Pencegahan Stunting, Pastikan Calon Ibu Siap Hadapi 1000 Hari Pertama Kehidupan Anak
Upaya penanggulangan stunting harus dimulai jauh ke belakang, yaitu dengan memberi perhatian pada kesehatan calon ibu.
Penulis: Eko Sutriyanto
Editor: Willem Jonata
Laporan Wartawan Tribunnews.com, Eko Sutriyanto
TRIBUNNEWS.COM, JAKARTA - Upaya penanggulangan stunting harus dimulai jauh ke belakang, yaitu dengan memberi perhatian pada kesehatan remaja dan terutama calon ibu.

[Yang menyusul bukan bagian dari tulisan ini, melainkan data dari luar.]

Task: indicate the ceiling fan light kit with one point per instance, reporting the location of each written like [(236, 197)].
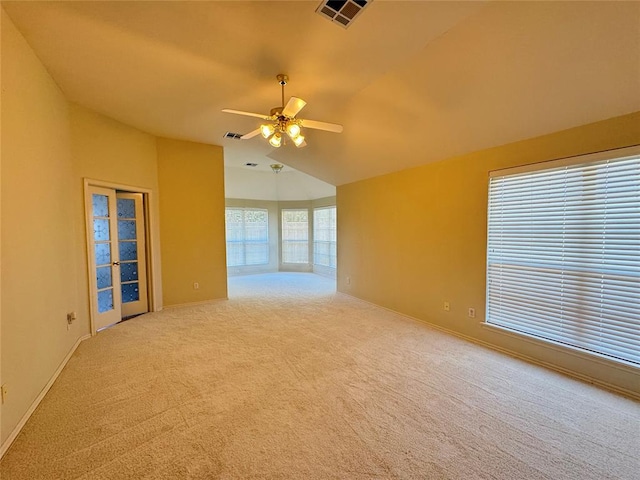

Sebab, stunting bukan hanya persoalan saat anak mengalami persoalan gizi.
Pencegahan stunting harus diawali dengan memastikan calon ibu benar-benar siap menghadapi 1000 hari pertama kehidupan (HPK).
Sebagaimana diketahui, perkembangan kesehatan saat remaja sangat menentukan kualitas seseorang untuk menjadi individu dewasa.
Masalah gizi yang terjadi pada masa remaja akan meningkatkan kerentanan terhadap penyakit di usia dewasa serta berisiko melahirkan generasi yang bermasalah gizi.
Baca juga: Menko PMK Minta Al-Washliyah Terlibat dalam Penanganan Stunting
Merujuk pada Riskesdas tahun 2018, sekitar 65% remaja tidak sarapan, 97% kurang mengonsumsi sayur dan buah, kurang aktivitas fisik serta konsumsi gula, garam dan lemak (GGL) berlebihan.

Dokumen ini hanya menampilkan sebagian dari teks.